Section 10.  Incentive Stock Option Limitation. Pursuant to section 422(d) of the Code, to the extent the aggregate Fair Market Value of shares of Common Stock with respect to which Incentive Stock Options are exercisable for the first time by the Participant during any calendar year under all plans of the Company exceeds $100,000, such Options shall be treated as Nonqualified Stock Options and (the Company shall designate which Options will be treated as Nonqualified Stock Options).
 
Section 11.  Disqualifying Disposition.

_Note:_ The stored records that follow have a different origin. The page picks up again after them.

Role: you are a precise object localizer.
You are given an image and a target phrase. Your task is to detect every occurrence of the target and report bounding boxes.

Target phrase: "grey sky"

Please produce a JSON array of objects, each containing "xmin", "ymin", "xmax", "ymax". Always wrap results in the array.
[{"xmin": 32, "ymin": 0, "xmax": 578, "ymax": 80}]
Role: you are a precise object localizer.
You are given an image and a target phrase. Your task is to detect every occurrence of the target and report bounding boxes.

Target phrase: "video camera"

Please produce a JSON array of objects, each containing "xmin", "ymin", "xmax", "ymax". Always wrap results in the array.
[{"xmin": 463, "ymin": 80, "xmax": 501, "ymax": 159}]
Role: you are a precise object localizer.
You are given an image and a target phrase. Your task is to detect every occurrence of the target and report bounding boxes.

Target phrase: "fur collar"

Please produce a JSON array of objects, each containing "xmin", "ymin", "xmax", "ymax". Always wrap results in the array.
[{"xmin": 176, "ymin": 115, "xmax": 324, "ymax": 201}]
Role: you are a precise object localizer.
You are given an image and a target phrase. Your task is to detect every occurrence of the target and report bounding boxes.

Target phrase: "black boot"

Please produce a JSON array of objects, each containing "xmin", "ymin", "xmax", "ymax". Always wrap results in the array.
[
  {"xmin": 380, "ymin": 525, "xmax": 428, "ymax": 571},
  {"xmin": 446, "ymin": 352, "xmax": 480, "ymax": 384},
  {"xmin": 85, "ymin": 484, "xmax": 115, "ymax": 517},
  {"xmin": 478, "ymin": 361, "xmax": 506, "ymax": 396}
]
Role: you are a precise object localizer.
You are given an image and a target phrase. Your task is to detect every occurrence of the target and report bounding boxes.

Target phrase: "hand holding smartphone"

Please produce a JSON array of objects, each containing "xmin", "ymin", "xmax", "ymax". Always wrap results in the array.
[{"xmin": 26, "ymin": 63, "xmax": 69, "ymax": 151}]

If Shares acquired by exercise of the Option are disposed of within two years following the Grant Date or one year following the transfer of such Shares to the Participant upon exercise, the Participant shall, promptly following such disposition, notify the Company in writing of the date and terms of such disposition and provide such other information regarding the disposition as the Compensation Committee may reasonably require.
 
Section 12.  Miscellaneous Provisions.
 
12.1           Notices.  All notices, requests and demands to or upon a party hereto shall be in writing and shall be deemed to have been duly given when delivered by hand or three days after being deposited in the mail, postage prepaid or, in the case of facsimile notice, when received, addressed as follows or to such other address as either party may have furnished to the other in writing in accordance herewith, except that notices of change of address shall be effective only upon receipt.
 
If to the Company, to the following address:
 
Attn: Secretary
Pacific Premier Bancorp, Inc.
1600 Sunflower Ave. 2nd Floor
Costa Mesa, CA 92626

If to the Participant, to the address or facsimile number as shown on the signature page hereto.

12.2           Amendment.  This Option Agreement may be amended only by a writing executed by the parties hereto that specifically states that it is amending this Option Agreement.
 
12.3           Governing Law.  This Option Agreement shall be construed and interpreted in accordance with and governed by the laws of the State of Delaware (without regard to choice of law provisions).
 
12.4           Titles.  Titles are provided herein for convenience only and are not to serve as a basis for interpretation or construction of this Option Agreement.
 
12.5           Construction.  The construction of this Option Agreement is vested in the Company’s Compensation Committee and its Board of Directors and such construction shall be final and conclusive on all persons.
 

IN WITNESS WHEREOF, this Option Agreement has been executed and delivered by the parties hereto.
 
COMPANY:
PACIFIC PREMIER BANCORP, INC.


By: 
Name:
Title:                 




PARTICIPANT:                                                                
Name:                 

Address:                 



Telephone Number:

Facsimile:                      

 


 
1 The Plan provides for a 3-year cliff vesting schedule unless otherwise determined by the Committee.